Enlightening write up, Wally. Thanks.

Wally,

Great perspective, no pun intended. I was initially very critical of this program of Avidyne’s. Time has let me become more circumspect.

Avidyne offers it as a cost reduction for those that want the cost benefit. That cost reduction is not free, you give up something to get it. They offer higher costs for those that are unwilling to take that risk. They clearly make it overwhelmingly financially attractive, and that is a bit maddening. I am not sure they should have such a dramatic difference, but maybe the cost of insurance is indeed that high. I have never seen those numbers.

So far it has been in place for quite a while and never been exercised. Frankly, if the PFD fails it doesn’t cause an accident. We have backup instrumentation that should allow the pilot to fly the plane. A competent pilot may have to work harder but should be fully capable of completing their flight. So what do we really worry about?

Avidyne has been more up front about it than other companies. Go find the repair language anyone in aviation uses and you will find a general indemnity clause in most too. Except we don’t sign it, it is in general terms and conditions.

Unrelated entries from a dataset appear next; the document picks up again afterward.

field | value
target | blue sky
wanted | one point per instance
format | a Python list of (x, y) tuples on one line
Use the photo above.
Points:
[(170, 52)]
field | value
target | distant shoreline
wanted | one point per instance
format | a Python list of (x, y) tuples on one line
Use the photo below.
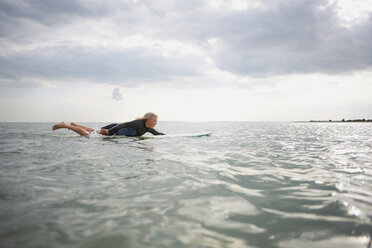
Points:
[(337, 121)]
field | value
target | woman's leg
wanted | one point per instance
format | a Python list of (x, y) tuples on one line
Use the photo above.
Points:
[(76, 129), (86, 128)]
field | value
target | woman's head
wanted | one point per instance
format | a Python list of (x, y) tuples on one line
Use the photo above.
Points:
[(150, 119)]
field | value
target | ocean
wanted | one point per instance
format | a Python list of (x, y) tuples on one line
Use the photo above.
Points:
[(249, 184)]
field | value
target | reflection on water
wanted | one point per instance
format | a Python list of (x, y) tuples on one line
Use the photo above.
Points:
[(247, 185)]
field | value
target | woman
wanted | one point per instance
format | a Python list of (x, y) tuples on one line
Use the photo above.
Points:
[(133, 128)]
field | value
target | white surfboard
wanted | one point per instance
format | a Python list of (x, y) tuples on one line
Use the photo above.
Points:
[(176, 135)]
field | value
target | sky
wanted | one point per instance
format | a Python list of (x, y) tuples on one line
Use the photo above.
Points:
[(212, 60)]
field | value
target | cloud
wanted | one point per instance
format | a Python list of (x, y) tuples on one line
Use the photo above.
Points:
[(116, 94), (93, 40)]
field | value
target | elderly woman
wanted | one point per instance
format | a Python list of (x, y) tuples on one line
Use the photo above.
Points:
[(133, 128)]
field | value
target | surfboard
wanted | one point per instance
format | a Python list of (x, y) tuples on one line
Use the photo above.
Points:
[(176, 135)]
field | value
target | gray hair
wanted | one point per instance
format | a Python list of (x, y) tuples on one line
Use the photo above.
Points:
[(147, 116)]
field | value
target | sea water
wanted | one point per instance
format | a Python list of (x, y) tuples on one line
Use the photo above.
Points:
[(247, 185)]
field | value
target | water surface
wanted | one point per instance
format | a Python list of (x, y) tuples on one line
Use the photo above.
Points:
[(247, 185)]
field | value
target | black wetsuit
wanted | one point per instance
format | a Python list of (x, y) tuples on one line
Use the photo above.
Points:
[(132, 128)]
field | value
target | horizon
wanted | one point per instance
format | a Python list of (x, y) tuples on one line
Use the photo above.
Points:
[(231, 60)]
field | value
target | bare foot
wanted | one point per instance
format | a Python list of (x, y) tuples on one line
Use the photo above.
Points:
[(59, 125)]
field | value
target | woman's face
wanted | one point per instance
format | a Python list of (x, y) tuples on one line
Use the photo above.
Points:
[(152, 122)]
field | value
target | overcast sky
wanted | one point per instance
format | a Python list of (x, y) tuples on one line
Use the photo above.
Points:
[(112, 61)]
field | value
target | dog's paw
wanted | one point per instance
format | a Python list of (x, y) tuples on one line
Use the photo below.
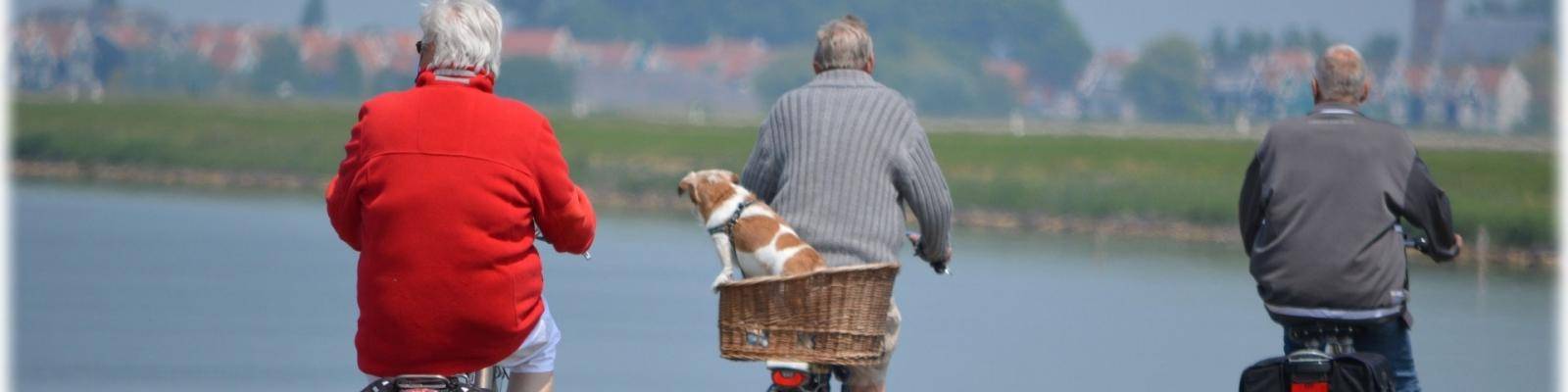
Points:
[(721, 279)]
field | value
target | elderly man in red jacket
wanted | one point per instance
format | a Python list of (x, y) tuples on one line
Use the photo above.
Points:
[(439, 192)]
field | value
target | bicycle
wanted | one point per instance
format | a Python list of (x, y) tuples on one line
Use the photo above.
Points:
[(802, 376), (485, 380), (1322, 339)]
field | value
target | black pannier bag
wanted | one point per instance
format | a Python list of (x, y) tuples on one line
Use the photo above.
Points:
[(1353, 372)]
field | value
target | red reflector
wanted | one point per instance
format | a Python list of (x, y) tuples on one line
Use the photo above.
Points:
[(788, 378), (1309, 388)]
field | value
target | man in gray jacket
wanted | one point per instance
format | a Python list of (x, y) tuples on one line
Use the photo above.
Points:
[(1319, 211), (838, 156)]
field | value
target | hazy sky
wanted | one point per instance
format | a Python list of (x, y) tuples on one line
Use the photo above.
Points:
[(1105, 23)]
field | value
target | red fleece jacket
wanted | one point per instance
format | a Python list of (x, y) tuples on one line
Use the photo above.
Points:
[(439, 193)]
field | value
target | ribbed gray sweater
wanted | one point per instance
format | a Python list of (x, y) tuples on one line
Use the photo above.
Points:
[(838, 159)]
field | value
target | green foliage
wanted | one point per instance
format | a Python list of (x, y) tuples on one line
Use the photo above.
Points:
[(789, 70), (278, 65), (1180, 179), (1311, 39), (1167, 80), (1382, 51), (941, 88), (1040, 33), (349, 77), (1541, 71), (391, 80), (935, 83), (1236, 52), (535, 80), (167, 73), (314, 15)]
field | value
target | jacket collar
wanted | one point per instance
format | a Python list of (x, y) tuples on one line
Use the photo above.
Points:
[(1337, 109), (462, 77), (844, 77)]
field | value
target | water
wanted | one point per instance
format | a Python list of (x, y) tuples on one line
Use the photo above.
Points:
[(170, 290)]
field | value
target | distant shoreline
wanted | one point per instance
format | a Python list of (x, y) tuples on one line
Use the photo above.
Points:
[(647, 201)]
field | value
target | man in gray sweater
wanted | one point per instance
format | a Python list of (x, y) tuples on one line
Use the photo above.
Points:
[(839, 157), (1319, 211)]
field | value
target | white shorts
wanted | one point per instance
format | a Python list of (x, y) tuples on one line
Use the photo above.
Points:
[(537, 353)]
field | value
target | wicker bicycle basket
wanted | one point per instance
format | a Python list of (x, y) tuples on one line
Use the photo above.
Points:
[(836, 316)]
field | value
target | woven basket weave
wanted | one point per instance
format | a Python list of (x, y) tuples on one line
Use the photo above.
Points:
[(836, 316)]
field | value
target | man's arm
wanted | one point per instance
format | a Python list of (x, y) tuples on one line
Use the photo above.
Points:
[(760, 172), (921, 184), (562, 209), (1427, 208), (1253, 204), (342, 193)]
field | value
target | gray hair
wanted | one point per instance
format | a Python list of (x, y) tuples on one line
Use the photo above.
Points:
[(1341, 74), (463, 33), (843, 44)]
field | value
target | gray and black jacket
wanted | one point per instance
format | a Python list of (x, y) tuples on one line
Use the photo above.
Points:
[(1317, 216)]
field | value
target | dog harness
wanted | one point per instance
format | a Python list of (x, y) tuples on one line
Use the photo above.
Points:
[(729, 226)]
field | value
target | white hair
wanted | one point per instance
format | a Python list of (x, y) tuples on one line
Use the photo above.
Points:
[(463, 33), (843, 44), (1341, 74)]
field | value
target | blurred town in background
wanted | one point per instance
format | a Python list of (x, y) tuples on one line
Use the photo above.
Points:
[(1482, 67)]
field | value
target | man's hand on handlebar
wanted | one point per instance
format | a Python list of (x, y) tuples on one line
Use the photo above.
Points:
[(938, 267)]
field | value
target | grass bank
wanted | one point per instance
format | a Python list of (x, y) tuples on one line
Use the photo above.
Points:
[(1043, 180)]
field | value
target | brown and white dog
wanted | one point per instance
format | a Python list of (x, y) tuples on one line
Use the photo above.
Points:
[(762, 242)]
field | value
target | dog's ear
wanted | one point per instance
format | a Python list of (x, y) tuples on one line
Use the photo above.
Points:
[(687, 188), (684, 188)]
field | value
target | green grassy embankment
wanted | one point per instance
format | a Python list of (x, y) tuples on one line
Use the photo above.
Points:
[(1186, 180)]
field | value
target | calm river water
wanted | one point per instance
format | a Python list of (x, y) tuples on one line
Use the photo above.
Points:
[(176, 290)]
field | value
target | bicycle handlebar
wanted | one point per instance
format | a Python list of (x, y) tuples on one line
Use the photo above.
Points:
[(914, 240), (1419, 243)]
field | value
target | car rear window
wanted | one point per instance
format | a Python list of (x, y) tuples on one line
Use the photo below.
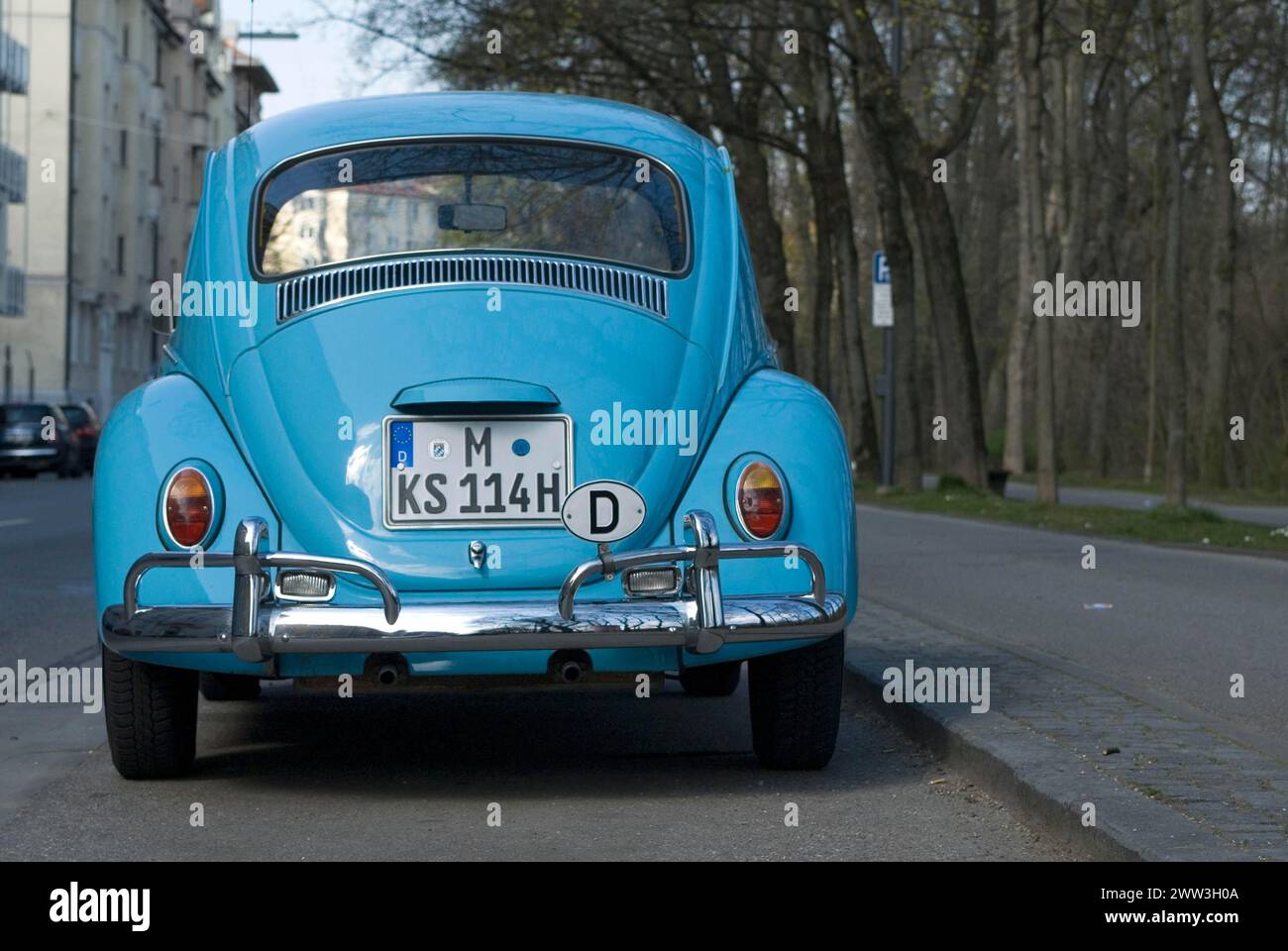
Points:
[(571, 200)]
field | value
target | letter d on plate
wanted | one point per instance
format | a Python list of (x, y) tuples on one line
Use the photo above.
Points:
[(603, 510)]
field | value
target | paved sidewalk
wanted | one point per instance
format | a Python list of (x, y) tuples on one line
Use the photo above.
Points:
[(1168, 789)]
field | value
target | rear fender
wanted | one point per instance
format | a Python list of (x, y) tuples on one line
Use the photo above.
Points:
[(790, 422), (156, 427)]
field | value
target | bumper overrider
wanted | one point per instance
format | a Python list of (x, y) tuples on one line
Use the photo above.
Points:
[(258, 625)]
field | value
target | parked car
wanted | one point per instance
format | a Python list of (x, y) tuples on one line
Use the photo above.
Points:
[(480, 384), (84, 422), (35, 438)]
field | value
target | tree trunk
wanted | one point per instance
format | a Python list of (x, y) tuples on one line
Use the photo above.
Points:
[(1028, 27), (1172, 97), (1215, 463)]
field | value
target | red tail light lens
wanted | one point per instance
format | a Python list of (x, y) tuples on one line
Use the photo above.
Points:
[(188, 508), (760, 500)]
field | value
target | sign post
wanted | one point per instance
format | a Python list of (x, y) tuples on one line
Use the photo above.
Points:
[(883, 316)]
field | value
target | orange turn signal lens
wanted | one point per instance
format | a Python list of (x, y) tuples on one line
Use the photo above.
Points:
[(760, 500), (188, 508)]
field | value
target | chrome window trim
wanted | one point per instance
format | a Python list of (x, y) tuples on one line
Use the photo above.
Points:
[(258, 193), (368, 277)]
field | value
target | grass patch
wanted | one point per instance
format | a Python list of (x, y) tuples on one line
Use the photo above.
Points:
[(1189, 526), (1225, 496)]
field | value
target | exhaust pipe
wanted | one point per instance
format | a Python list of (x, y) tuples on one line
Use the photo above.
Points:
[(570, 667)]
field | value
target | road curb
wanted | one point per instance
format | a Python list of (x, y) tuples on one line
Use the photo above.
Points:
[(1041, 783)]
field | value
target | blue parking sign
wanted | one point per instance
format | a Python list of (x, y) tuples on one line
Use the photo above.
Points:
[(880, 268)]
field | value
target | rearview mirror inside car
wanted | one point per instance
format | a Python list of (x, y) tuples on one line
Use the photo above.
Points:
[(472, 217)]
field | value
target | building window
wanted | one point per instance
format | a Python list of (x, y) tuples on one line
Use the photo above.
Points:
[(198, 170)]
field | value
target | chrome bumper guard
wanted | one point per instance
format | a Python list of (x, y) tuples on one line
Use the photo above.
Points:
[(257, 626)]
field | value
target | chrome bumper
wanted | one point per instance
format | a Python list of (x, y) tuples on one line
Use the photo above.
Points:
[(256, 626)]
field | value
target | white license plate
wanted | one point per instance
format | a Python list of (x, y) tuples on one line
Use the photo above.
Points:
[(458, 471)]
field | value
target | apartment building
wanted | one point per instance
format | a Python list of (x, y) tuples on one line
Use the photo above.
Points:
[(127, 99), (14, 73)]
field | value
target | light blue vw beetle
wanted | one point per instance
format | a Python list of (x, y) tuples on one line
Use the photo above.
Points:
[(434, 360)]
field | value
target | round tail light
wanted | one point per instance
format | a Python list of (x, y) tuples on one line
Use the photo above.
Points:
[(188, 508), (760, 500)]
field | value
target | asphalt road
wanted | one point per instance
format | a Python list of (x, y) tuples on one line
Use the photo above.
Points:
[(1177, 625), (578, 774), (1274, 515)]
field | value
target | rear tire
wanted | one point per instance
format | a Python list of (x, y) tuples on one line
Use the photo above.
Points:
[(711, 680), (797, 703), (218, 687), (151, 718)]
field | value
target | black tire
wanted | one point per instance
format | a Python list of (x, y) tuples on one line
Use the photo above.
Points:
[(797, 703), (711, 680), (151, 718), (218, 687)]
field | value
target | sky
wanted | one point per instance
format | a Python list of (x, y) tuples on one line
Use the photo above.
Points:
[(317, 67)]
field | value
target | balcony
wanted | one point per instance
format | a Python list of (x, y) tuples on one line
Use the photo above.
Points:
[(13, 175), (13, 291), (14, 65)]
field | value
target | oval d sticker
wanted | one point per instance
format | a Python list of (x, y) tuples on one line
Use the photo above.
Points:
[(603, 510)]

So, while I have come to understand the program why they cling to it is a bit of a mystery. There is clear evidence it costs them sales of new stuff. But they have and it is a choice they made and it leaves us with choices we can make. No need to get angry, make your decisions based on the information we have.

So far my Avidyne products have been very reliable and the UI is amazingly intuitive. The cost of a warranty program over time has higher than a non warranty repair. But man it is more comfortable to have the program than not because the costs out of warranty can be sort of frightening.

Remember that lawsuit against Cirrus and Sandel? First line from the linked AOPA article by Mike Bush:

“When pilots screw up, plaintiff lawyers always seem to sue equipment manufacturers”.

I am very familiar with that suit, was flying a Sandel back then and watched it through Rick Beach’s eyes. Those lawsuits are very expensive even if you win. We (or our surviving family) are causing this. Well, and aggressive attorneys that specialize in aviation suits.

Most COPA members agree with this statement (including me). Interestingly, how many of us have told our families not to bring suit against the manufacturer(s) if we die in a crash?

Ironically enough, Ray and I were just talking about this last night, spurred on by the Avidyne post.

We both agreed that we wouldn’t want them to sue Avidyne as the cause of our deaths. We accept that the boxes might fail at some point during flight, and that failure is part of the risk that you accept when piloting a plane. Nothing can be built perfect and we accept the risks. We would hate it if the last contribution that we made to flying was to make it more expensive for everyone or to stymie advancements in avionics or airframes.

One way to limit the potential for your family suing for these types of things is to carry life insurance that pays even when piloting (or being a passenger) in a GA aircraft. That’s what we do. I think a lot of times families are seeking some closure and reimbursement for the time that they lose with a family member that has been involved in a plane crash. Life insurance would help to ease that loss.